I've been thinking about whther there are alternative workflows that don't include spreadsheets. The programs with storylines can use those instead, but I've not thought of another working alternative other than word processor tables, which are really a cutdown version.
The reason is keeping track of what I think of as the 'pulses'. Stuff that is there in the background, but may not often impact the narrative.
In LotR there are unsen actions by the protagonists - the party members, Sauron, Saruman - going on all the time. But there's also the ticking away of the Third Age with the Elves leaving and Sauron and ordinary men rising with the Fourth Age depending on who won - but the Elves would have left either way.

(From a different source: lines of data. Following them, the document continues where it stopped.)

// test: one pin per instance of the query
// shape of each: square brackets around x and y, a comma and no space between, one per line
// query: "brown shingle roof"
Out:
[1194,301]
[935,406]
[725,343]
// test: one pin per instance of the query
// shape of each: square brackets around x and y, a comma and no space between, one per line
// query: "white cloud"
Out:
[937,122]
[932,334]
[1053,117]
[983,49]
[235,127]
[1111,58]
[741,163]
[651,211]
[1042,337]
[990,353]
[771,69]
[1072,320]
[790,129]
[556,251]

And in the Siege of Malta I mentioned in the book tread, there weere the threads of the direct actors (the commanders on both sides; different locations) and the events, but there were also other beats - the Spanish commander weighing up the possibility of reinforcements, the overall political position of the Templars, the Sultan in Constantinople, the machinations of the French, Venetians and others; and then slower beats around the Turk's thrust into Europe; and even slower with the development of oceanic trade/travel unravelling the importance of the Mediterranean and the entrepot of Venice and the Turks. The last is only mentioned a little in passing but is a fundamental part of the context. And mentioned frequently in the narrative, but without a beat, is the extensive practice of raids, piracy and enslavement which was still increasing: and because there is no beat the references consitute a source of incoherent noise and detract from rather than add to understanding.A further beat is the impact of the reformation and counter-reformation, but this is ignored and has no imapct on the narrative, although it could be argued to be an important consituent of the context.
It is easy to see how this is important in any work that proceeds with time, from the past, through the present and into the future. But it is just as important in other works that have many intertwined threads. Even if only a few are being examined then the others are part of the context for that. The only types of work where it has no use is where there is no narrative, and the work will be read in sections (eg reference books).
Ideally, it would be a corkboard, with storylines/timelines fixed below, but I don't know of anything like that.